Si Bungsu kaget mendengar perintah itu. Dia ingin bertindak, namun tindakannya tinggal beberapa detik dari tindakan yang diambil oleh Bilal. Bilal yang pesilat itu, merupakan salah seorang pejuang dari pasukan Fisabilillah, segera menyadari bahwa bahaya yang hebat mengancam mereka bila dia tertangkap. Makanya begitu leutenant itu memerintahkan untuk mencari temannya yang lain, yang tak lain dari si Bungsu dan Suman, Bilal segera bertindak.

Saat leutenant tersebut masih mencekal rambut di kepalanya. Dengan sebuah tendangan yang penuh kebencian, lututnya menghantam perut leutenant itu. Leutenant itu mendelik matanya menahan sakit. Cekalannya pada rambut Bilal lepas. Kedua tangannya segera saja memegang perut yang dimakan lutut pejuang itu. Dan Bilal tak berhenti sampai disana, dia segera mencekik leher leutenant itu dari belakang. Kemudian sebilah pisau yang dia simpan di balik pinggang celananya segera saja keluar dan ditekankannya kuat-kuat ke dada sebelah kiri si Belanda .



“Kubunuh anjing ini kalau kalian bergerak!!” dia berteriak mengancam tentara Belanda yang lain. Yang semuanya masih tertegun kaget.



Seorang sersan mayor coba mengokang bedil. Namun saat berikutnya dia terhenti bersamaan dengan pekik si leutenant. Bilal rupanya memang tak sekedar menggertak.

Begitu dia lihat sersan itu mengokang bedil, pisau beracunnya dia tekankan. Demikian kuatnya, hingga menembus baju loreng si Letnan dan menembus dadanya.

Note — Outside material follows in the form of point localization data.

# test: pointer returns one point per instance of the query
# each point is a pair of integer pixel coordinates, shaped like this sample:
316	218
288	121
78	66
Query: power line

Meski pisau itu hanya menembus kira-kira sejari, tapi sakit dan kagetnya leutenant itu bukan alang kepalang. Kejadian tiba-tiba jadi tegang. Semua pada terdiam. Bilal sendiri tak tahu apa lagi yang akan dia perbuat. Dan si Bungsu segera menangkap keraguan ini. Dia bangkit dan melangkah. Namun gerakannya justru melindungi seorang kopral dari tatapan mata Bilal.

Kopral itu menyambar seorang anak perempuan berusia sepuluh tahun. Dan persis seperti yang diperbuat Bilal, Kopral KNIL ini menodongkan bedilnya persis ke pelipis gadis kecil itu.



“Lepaskan leutenant itu, atau anak ini saya hancurkan benaknya!” kopral itu ganti menggertak.